8 This is not to deny that some narratives are more psychological than others – those of James
Joyce or Dostoyevsky, as Jordan Zlatev suggests (private correspondence). Luckily Joyce,
Dostoyevsky and other novelists put us in the heads of their characters and we do not have to
theorize or simulate our way in there. The NPH does not deny that human beings are
complicated psychological creatures, or that the psychological lives of Stephen Dedalus or
Raskolnikov are not fascinating in ways that outstrip an understanding in folk psychological
terms. The issue is how we come to understand people in our everyday interactions with them.
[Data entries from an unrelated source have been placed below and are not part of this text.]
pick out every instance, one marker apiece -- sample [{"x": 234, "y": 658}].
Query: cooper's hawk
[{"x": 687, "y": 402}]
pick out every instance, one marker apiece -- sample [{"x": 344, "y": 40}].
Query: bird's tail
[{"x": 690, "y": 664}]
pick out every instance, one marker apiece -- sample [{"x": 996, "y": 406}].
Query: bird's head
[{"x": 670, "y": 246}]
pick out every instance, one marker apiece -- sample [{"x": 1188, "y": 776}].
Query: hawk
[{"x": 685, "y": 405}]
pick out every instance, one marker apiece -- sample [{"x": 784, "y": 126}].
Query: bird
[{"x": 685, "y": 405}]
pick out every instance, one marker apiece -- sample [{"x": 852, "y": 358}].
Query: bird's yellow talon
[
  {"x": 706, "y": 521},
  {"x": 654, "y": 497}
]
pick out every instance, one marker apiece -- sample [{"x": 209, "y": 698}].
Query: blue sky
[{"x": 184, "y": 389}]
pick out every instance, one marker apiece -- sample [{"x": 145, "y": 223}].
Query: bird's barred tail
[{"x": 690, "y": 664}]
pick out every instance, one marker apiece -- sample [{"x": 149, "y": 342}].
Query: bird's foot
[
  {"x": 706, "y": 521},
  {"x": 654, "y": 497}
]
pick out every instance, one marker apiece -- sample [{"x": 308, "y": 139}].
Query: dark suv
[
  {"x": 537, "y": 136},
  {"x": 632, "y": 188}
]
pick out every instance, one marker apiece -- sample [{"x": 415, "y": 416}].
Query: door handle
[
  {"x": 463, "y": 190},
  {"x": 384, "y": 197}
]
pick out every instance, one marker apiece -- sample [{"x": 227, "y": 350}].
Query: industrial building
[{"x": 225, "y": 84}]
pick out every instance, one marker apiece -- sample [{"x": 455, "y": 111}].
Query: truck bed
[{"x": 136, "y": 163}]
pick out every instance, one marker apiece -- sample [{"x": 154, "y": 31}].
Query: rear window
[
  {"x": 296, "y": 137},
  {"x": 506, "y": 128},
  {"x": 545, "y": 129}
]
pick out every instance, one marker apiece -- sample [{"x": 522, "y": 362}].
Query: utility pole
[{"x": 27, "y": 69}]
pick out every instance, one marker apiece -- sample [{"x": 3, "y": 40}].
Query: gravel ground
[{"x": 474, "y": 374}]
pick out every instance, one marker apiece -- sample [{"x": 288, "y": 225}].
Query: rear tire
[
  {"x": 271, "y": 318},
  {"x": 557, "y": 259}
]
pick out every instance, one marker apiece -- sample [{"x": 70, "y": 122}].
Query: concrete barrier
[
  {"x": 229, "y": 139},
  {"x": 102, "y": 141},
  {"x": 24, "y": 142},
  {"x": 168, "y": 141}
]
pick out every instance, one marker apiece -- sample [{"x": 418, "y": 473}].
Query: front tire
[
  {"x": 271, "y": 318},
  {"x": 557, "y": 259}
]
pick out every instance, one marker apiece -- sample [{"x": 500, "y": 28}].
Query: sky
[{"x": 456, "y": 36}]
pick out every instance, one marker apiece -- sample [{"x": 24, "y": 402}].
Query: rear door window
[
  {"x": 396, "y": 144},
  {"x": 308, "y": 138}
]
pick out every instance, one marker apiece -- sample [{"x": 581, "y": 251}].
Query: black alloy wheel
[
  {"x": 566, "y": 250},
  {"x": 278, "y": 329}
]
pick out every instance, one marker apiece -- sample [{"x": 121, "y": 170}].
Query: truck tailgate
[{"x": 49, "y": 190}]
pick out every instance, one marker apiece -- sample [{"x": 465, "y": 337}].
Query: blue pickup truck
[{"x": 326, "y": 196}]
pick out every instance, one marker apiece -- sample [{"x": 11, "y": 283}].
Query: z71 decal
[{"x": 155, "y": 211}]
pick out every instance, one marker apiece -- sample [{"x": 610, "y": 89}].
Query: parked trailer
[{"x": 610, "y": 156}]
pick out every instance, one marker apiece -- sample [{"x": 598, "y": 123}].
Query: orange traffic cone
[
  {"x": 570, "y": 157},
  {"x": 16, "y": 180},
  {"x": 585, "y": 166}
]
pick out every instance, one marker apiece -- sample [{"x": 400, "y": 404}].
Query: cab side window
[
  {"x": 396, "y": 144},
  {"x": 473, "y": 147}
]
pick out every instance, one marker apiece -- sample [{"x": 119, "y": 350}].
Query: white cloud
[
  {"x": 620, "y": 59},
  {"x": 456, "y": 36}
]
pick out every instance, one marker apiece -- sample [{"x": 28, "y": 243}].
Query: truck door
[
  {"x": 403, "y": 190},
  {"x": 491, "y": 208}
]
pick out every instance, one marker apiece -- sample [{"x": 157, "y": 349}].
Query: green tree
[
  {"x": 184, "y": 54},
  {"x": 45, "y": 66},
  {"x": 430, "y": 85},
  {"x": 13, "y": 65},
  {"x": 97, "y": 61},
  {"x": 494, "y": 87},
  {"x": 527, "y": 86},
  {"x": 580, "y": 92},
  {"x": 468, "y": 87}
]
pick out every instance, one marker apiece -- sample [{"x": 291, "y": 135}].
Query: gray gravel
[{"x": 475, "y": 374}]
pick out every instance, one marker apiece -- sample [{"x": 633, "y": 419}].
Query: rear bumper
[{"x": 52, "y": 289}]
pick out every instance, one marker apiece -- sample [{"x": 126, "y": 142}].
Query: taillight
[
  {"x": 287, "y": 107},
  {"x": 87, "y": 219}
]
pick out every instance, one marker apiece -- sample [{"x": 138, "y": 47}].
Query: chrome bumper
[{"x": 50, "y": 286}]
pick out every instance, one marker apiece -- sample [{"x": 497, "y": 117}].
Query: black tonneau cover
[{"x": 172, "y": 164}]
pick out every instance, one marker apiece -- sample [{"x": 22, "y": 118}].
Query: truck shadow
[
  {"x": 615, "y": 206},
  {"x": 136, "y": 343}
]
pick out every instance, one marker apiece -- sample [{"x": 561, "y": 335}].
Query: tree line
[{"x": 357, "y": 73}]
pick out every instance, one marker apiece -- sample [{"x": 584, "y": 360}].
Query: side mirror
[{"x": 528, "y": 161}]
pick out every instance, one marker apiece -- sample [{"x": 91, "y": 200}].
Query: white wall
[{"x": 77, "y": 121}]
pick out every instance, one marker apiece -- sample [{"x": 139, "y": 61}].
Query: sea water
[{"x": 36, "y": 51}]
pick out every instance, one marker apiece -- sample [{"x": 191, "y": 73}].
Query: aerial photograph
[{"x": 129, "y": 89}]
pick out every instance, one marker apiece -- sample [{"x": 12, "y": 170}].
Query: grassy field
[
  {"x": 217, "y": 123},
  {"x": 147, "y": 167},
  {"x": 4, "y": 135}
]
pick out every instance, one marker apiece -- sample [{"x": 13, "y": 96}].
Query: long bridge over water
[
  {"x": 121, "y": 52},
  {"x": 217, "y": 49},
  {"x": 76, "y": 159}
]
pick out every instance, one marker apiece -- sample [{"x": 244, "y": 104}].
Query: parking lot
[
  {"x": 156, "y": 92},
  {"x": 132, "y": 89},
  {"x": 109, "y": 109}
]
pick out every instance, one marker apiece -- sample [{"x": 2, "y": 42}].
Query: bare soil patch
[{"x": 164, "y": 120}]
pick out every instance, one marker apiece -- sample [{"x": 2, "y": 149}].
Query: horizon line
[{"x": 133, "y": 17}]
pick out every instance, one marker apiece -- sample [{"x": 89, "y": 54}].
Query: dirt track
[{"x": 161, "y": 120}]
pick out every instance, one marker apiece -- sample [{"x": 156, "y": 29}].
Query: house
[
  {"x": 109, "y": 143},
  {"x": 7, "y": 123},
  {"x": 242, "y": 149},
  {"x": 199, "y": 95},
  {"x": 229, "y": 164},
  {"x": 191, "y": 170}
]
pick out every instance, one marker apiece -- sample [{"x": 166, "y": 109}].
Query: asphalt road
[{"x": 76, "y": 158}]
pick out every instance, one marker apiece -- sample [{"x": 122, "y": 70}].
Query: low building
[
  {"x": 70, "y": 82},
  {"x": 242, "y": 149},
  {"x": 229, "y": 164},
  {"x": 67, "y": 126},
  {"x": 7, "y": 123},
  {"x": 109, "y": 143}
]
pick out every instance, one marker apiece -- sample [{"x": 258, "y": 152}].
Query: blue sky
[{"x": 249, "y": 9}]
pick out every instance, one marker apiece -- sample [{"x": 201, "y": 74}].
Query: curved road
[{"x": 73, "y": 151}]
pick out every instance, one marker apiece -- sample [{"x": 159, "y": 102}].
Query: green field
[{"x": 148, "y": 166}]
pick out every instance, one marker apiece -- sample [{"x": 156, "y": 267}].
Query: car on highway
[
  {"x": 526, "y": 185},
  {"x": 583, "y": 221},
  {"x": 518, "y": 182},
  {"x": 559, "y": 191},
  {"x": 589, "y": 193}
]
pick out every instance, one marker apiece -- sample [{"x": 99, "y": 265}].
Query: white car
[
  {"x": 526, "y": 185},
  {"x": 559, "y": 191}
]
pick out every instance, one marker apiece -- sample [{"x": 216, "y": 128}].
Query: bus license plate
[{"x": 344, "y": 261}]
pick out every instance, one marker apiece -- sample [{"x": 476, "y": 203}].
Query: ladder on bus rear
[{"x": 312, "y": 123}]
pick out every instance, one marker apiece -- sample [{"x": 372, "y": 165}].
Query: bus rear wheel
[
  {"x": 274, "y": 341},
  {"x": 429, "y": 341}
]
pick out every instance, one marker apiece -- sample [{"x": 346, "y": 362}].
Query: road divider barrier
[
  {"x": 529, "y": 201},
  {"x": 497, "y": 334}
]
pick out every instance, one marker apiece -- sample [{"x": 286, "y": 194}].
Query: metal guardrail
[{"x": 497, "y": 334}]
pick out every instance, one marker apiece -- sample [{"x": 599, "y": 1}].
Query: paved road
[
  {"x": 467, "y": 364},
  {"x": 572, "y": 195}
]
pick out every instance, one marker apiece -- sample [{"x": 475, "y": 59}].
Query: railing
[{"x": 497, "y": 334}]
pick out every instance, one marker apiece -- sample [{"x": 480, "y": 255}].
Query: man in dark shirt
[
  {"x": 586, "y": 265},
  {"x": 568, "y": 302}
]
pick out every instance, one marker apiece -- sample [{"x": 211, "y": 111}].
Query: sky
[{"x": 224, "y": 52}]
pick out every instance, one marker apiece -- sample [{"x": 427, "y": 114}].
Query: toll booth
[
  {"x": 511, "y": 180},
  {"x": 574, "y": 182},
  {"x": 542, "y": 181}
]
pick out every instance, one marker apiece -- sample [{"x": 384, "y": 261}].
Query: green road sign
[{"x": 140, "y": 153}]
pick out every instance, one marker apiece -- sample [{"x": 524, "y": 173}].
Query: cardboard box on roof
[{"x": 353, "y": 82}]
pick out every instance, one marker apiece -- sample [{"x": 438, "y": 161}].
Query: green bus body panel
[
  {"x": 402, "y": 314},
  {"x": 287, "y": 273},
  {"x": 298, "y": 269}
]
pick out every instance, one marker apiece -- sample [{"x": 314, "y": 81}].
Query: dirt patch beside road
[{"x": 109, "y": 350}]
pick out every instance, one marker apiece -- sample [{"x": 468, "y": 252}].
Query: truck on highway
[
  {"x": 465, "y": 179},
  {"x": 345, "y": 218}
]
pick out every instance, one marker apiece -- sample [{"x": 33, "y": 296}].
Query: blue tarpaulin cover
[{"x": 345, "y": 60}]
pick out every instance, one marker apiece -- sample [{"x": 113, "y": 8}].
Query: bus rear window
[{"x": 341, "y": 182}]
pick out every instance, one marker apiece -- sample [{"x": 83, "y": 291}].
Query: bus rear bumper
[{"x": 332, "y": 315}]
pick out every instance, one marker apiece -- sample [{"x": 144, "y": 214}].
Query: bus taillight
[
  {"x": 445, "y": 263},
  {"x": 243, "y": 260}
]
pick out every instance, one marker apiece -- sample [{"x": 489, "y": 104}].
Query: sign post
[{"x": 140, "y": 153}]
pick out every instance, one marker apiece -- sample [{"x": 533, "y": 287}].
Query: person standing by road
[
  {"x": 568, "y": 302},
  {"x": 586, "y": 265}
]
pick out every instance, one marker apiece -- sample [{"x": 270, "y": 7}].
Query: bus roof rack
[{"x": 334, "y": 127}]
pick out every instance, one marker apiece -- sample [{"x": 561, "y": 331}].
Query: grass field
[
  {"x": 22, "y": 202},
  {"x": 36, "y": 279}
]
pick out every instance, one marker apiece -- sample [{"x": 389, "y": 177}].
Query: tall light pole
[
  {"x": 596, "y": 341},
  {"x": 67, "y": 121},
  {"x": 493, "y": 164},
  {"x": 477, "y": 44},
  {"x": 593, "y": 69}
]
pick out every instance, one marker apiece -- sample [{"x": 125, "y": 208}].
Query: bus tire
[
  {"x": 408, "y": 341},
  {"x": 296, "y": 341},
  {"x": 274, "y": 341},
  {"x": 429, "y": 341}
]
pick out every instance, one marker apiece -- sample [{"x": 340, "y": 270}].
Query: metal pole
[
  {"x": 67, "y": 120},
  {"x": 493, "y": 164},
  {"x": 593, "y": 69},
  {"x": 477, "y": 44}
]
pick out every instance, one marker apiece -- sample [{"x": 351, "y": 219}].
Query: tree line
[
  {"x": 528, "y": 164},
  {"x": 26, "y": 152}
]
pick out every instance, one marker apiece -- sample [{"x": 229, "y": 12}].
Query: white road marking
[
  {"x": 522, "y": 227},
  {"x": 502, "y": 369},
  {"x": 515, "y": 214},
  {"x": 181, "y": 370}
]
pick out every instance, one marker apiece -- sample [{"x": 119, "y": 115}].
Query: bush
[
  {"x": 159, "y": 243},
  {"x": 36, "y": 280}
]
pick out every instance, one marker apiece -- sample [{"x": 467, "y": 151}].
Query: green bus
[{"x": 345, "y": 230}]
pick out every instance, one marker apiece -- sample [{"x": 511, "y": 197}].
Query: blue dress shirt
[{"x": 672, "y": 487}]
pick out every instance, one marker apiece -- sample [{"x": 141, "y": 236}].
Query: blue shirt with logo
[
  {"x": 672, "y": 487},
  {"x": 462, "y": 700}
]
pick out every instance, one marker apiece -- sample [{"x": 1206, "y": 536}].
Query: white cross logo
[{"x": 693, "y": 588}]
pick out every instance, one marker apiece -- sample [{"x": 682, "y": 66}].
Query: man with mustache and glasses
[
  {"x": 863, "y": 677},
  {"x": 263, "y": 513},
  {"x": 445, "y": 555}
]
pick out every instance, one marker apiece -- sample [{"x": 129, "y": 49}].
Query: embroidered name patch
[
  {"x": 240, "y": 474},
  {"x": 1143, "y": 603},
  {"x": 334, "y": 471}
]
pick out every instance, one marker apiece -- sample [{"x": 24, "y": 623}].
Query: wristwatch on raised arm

9 The idea that narrative understanding does not rest on or presuppose TOM abilities per se
(including simulation capacities that involve making belief/desire predictions and
explanations) is in line with Greg Currie’s (2007) recent claim that our skills in
comprehending narratives involve the adoption of frameworks through which we identify
with (and are effectively ‘asked to’ take on) certain personas, which can be understood as
embodied ‘stances’ that particular narratives invite us to adopt. The activity of framework
adoption is quite distinct from understanding a story’s content – as detailed in its plot or
fabula. As Currie characterizes it, adoption or attention to a narrative framework activates our
subpersonal mechanisms for imitative and emotional responding – thus it is something that
engages us viscerally. He contrasts this with the idea that attention to narrative framework
involves developing a ‘theory’ (even if a not very explicit one) about the persona embedded
in narrative; although he does not wholly reject the latter proposal since he acknowledges it
may have a role when it comes to communicating about narratives.
Gallagher and Hutto
33
Conclusions
In this chapter we have argued that there is no need to appeal to standard
theory-of-mind and simulative explanations of how we understand others as
the basis for making sense of them folk psychologically. What begins as
perceptual and emotional resonance processes in early infancy, which allow
us to pick up the feelings and intentions of others from their movements,
gestures, and facial expressions, feeds into the development of a more
nuanced understanding of how and why people act as they do, found in our
ability to frame their actions, and our own, in narrative ways. Our everyday
abilities for intersubjective engagement and interaction are, in the later stages
of childhood, transformed by encounters with narratives. It is exposure to
these complex objects of joint attention – and not facility with theoretical
knowledge or simulative routines – that is responsible for the development of
sophisticated folk psychological abilities and understanding; abilities which
remain importantly in play in our adult life.